As I said, we have a lot of experience from doing this in Vega systems. And there, it took us probably a year plus to get to a stable state. And when I mean stable, I don’t mean crashing. We’re not crashing, but the actual goal with transactional memory is to make it never hurt. If it sometimes is really good but sometimes hurts to you, you tend to not turn it on, because many things don’t benefit from it. But if you could get it to a state where it’s never a negative, then you have it on by default, and we reached that with Vega. We expect to reach that with Zing in the coming year or so.
It’s more than likely. PowerPC variants from IBM already have semi-equivalent features. SPARC had designs that would have had it in it that didn’t quite go through. There are newer chips that have some features of hardware assisted transactional memory. Not all hardware transactional memory is the same. But of the type of, like TSX and Vega and say, to my understanding what Power has in it, we’re seeing that coming up a lot.
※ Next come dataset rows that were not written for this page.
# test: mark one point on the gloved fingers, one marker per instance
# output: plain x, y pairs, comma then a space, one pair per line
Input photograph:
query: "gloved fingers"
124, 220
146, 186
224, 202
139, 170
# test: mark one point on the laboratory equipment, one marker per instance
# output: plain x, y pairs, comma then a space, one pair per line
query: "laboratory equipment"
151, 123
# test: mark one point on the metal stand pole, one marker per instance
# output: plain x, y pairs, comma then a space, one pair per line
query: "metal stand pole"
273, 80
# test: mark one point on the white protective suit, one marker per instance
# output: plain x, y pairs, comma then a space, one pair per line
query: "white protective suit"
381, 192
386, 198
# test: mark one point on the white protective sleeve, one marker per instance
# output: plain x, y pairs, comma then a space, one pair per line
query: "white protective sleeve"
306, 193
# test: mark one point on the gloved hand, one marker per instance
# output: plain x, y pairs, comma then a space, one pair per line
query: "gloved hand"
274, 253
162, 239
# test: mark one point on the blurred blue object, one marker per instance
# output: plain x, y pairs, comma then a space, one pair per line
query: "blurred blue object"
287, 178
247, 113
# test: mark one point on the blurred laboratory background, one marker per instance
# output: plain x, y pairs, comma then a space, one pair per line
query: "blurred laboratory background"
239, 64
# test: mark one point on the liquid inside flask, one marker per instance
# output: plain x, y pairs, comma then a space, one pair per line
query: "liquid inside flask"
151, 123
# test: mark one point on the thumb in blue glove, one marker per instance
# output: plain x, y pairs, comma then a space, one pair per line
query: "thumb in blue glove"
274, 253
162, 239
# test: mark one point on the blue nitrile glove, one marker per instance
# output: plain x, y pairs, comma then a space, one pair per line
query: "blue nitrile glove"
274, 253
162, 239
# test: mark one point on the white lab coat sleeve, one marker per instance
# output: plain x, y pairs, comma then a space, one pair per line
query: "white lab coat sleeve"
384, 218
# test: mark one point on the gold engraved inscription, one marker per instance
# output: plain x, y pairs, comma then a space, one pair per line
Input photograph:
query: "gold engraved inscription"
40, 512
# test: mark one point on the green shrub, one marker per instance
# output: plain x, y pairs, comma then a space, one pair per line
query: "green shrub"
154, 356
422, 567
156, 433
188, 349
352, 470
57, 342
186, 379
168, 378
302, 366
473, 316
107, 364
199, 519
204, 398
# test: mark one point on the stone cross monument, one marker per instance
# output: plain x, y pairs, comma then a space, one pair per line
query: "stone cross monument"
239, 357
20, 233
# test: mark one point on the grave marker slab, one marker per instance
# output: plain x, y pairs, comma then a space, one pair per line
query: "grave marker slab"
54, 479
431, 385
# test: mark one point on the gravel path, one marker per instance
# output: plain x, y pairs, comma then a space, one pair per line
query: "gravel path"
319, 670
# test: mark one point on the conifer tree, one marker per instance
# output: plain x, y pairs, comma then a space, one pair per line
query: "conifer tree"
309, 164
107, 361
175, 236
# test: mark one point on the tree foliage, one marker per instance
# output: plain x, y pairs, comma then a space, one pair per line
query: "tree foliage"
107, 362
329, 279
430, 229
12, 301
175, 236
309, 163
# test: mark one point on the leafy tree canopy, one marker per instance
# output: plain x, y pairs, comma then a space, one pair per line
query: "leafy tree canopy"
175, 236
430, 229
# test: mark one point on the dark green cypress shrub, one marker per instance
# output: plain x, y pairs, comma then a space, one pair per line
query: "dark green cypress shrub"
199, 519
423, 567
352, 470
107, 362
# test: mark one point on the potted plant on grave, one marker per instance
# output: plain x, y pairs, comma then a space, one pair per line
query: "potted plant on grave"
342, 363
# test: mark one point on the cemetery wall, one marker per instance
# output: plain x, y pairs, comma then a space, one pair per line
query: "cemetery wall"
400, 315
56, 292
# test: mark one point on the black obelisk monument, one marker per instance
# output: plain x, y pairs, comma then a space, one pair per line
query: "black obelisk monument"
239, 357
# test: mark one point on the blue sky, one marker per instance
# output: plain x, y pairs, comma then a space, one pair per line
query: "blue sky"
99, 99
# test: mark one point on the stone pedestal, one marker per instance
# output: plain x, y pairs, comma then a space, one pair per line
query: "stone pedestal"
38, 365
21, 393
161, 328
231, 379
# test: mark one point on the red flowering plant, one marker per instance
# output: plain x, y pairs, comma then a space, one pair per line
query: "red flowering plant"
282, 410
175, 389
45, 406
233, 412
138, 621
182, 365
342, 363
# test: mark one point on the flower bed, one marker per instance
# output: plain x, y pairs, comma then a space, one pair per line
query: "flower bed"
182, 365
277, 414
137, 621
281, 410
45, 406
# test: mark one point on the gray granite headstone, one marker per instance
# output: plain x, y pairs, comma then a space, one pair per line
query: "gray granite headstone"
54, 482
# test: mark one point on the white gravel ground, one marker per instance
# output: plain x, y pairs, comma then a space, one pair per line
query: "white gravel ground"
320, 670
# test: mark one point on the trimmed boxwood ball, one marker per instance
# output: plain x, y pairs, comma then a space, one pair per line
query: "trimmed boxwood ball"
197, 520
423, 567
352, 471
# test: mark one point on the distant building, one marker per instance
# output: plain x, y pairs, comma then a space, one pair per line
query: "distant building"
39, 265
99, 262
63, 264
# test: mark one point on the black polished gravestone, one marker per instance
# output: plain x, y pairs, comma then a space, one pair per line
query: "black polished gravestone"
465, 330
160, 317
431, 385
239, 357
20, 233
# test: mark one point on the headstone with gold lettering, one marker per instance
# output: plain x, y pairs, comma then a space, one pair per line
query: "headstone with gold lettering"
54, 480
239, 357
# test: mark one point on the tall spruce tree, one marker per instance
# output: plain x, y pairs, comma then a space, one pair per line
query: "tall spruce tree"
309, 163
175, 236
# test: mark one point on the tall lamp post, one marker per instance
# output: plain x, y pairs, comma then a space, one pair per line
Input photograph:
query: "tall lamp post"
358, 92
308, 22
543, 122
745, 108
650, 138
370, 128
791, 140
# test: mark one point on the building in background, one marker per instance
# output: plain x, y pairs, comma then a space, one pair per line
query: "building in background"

You will probably see this more in server-oriented chips in environments that expect to have tens of cores or more because the wins are really there.
For every cycle you save in serialized code, you gain one cycle of performance for every CPU you have. So if you have a hundred CPUs, this thing is worth 50 times as much as when you have two. And that’s why I think you tend towards server heavy platforms being the actual focus now. The day where one laptop has 120 cores, this should be used for everything. But we’re not there yet.
Alex: Maybe one day.
Well, I mean my laptop actually has 16 virtual cores where eight of them were – actually, eight virtual cores. That’s a nice number but a few months and years, we’ll get there.
Alex: Something to look forward to. Gil Tene, thank you very much.